Cloudera CDH/CDP 및 Hadoop EcoSystem, Semantic IoT등의 개발/운영 기술을 정리합니다. gooper@gooper.com로 문의 주세요.
0. Spark, Scala, Pip, Python, Hadoop, Jupyter등은 이미 설치되어 있다고 가정한다.
1. 환경변수 설정
sudo vi /etc/profile
export $SPARK_HOME=$HOME/spark
2. 수정된 환경변수값 반영
sudo source /etc/profile
3. toree설치
sudo pip install toree
sudo jupyter toree install --spark_home=$SPARK_HOME --interpreters=Scala,PySpark,SparkR,SQL
4. browser에서 확인
https://gsda4:8888/
5. jupyter kernal목록 확인(jupyter kernelspec list)

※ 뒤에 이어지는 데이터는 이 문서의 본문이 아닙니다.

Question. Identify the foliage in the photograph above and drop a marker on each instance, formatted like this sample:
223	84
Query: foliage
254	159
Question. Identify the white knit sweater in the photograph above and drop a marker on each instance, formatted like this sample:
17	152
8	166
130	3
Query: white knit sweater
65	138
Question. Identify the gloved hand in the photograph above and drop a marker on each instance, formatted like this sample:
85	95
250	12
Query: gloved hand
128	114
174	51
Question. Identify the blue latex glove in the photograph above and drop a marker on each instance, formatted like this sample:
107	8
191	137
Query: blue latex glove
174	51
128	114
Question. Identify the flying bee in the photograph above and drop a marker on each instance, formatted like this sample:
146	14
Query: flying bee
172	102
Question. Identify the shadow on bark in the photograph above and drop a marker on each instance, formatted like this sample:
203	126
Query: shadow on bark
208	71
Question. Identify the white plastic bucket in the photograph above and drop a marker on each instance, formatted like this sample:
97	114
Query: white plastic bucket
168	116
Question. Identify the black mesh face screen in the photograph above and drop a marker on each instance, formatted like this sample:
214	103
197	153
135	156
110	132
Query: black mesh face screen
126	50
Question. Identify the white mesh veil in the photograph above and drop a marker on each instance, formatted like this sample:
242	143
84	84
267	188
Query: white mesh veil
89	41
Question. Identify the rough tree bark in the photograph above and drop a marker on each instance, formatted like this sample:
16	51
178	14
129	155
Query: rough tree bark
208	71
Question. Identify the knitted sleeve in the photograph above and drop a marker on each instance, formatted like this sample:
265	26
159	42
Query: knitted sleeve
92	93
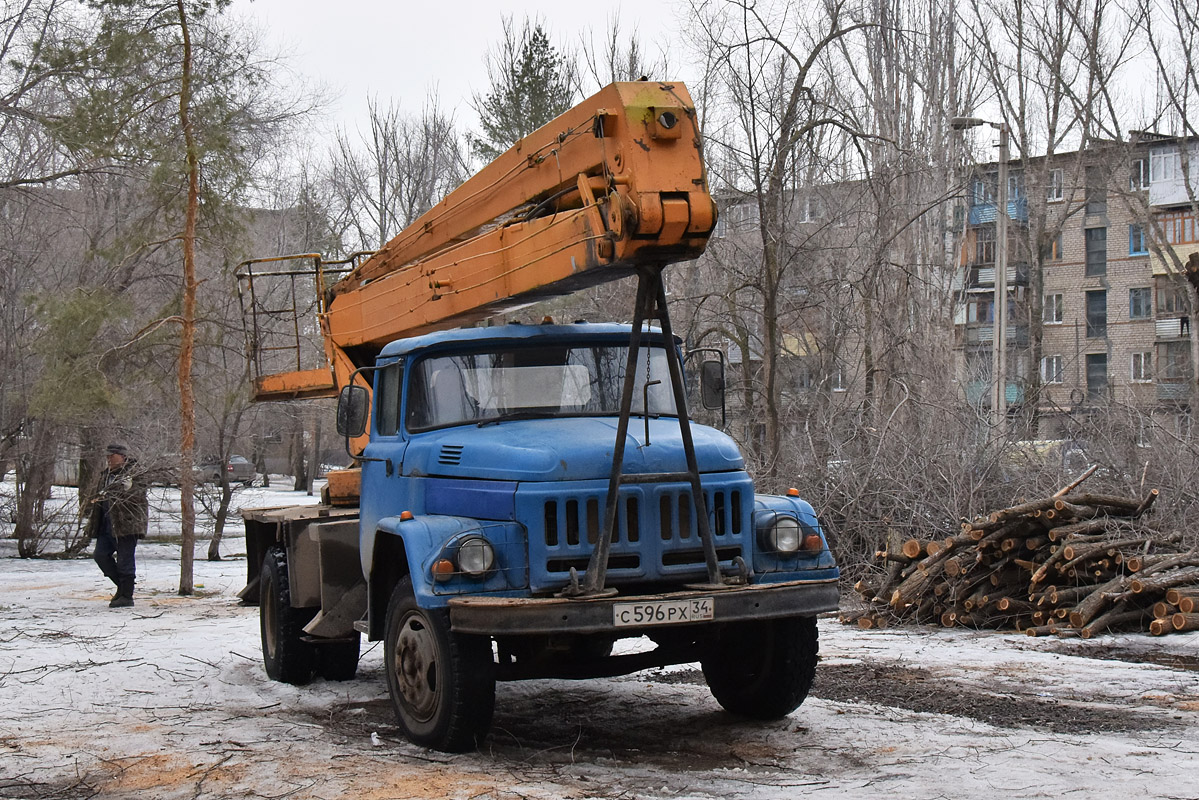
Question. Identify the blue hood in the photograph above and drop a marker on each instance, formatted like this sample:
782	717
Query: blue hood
573	449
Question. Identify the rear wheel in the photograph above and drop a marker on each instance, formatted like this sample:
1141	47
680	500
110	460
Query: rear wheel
764	669
441	684
285	655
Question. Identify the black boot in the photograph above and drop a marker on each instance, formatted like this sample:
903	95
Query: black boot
124	596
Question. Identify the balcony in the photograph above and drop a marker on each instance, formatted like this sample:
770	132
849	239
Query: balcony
984	334
983	275
978	394
982	214
1174	391
1169	187
1178	328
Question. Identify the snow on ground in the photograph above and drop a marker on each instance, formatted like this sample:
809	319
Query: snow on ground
169	699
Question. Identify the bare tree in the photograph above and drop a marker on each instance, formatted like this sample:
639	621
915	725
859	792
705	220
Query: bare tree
395	173
619	55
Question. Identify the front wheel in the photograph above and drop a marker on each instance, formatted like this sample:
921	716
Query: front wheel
764	669
285	655
441	684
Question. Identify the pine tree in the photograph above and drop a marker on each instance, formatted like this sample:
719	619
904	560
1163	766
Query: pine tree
531	84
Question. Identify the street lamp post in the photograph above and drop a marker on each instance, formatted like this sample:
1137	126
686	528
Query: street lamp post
999	341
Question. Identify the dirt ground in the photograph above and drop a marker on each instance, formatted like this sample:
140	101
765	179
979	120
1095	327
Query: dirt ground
169	699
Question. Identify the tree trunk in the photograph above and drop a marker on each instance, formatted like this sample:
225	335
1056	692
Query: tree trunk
187	330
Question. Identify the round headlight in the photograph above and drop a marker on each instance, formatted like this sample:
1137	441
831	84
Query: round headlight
476	555
784	535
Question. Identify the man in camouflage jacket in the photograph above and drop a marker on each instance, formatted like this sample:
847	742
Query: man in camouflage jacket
118	519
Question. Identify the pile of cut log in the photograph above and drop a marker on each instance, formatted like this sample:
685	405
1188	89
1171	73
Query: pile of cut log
1066	565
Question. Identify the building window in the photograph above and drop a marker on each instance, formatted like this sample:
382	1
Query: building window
1138	178
1096	314
1052	248
812	209
1137	244
1172	300
1056	191
1164	164
1142	367
1050	370
1096	191
981	310
984	246
1179	227
1096	376
1096	252
1014	186
838	378
1174	359
983	188
1140	302
1054	310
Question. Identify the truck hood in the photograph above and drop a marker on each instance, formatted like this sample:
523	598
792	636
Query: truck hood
573	449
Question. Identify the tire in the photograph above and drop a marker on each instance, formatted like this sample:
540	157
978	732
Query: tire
338	660
285	655
441	684
764	671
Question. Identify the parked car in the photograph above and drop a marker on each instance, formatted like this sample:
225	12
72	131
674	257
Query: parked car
238	468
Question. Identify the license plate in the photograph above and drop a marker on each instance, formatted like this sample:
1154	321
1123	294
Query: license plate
662	612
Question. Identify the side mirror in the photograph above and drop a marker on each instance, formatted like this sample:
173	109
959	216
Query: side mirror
353	408
711	384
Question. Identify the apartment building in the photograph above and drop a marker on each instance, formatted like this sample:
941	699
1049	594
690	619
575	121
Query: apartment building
1110	227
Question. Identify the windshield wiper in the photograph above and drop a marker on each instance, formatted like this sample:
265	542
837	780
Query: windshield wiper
507	416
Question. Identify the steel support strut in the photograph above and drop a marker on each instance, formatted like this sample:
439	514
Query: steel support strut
651	304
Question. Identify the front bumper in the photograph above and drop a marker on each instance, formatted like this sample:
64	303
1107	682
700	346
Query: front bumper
532	615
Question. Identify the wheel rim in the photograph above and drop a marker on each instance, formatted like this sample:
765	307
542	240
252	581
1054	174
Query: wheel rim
416	667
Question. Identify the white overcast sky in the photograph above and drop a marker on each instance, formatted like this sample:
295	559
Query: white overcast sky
402	50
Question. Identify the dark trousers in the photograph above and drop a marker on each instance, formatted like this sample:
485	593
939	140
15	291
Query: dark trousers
116	558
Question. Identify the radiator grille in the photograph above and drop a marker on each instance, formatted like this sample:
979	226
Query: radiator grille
656	533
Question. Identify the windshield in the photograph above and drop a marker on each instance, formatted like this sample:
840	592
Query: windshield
479	386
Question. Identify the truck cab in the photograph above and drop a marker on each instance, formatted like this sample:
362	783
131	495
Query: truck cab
483	491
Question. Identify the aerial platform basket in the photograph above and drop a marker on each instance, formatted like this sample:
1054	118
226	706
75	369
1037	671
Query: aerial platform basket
283	300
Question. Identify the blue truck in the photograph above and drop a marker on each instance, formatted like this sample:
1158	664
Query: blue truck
534	500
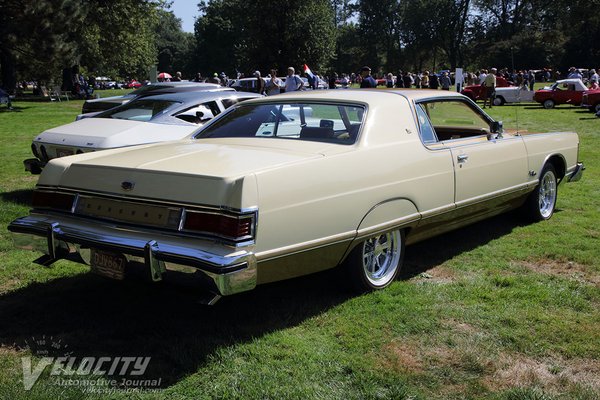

/usr/local/lib/python2.7/dist-packages/jupyter_client/session.py:48: VisibleDeprecationWarning: zmq.eventloop.minitornado is deprecated in pyzmq 14.0 and will be removed.
Install tornado itself to use zmq with the tornado IOLoop.
from zmq.eventloop.ioloop import IOLoop
[ListKernelSpecs] WARNING | Native kernel (python2) is not available
[ListKernelSpecs] WARNING | Native kernel (python2) is not available
Available kernels:
apache_toree_pyspark /usr/local/share/jupyter/kernels/apache_toree_pyspark
apache_toree_scala /usr/local/share/jupyter/kernels/apache_toree_scala
apache_toree_sparkr /usr/local/share/jupyter/kernels/apache_toree_sparkr
apache_toree_sql /usr/local/share/jupyter/kernels/apache_toree_sql
python3 /usr/local/share/jupyter/kernels/python3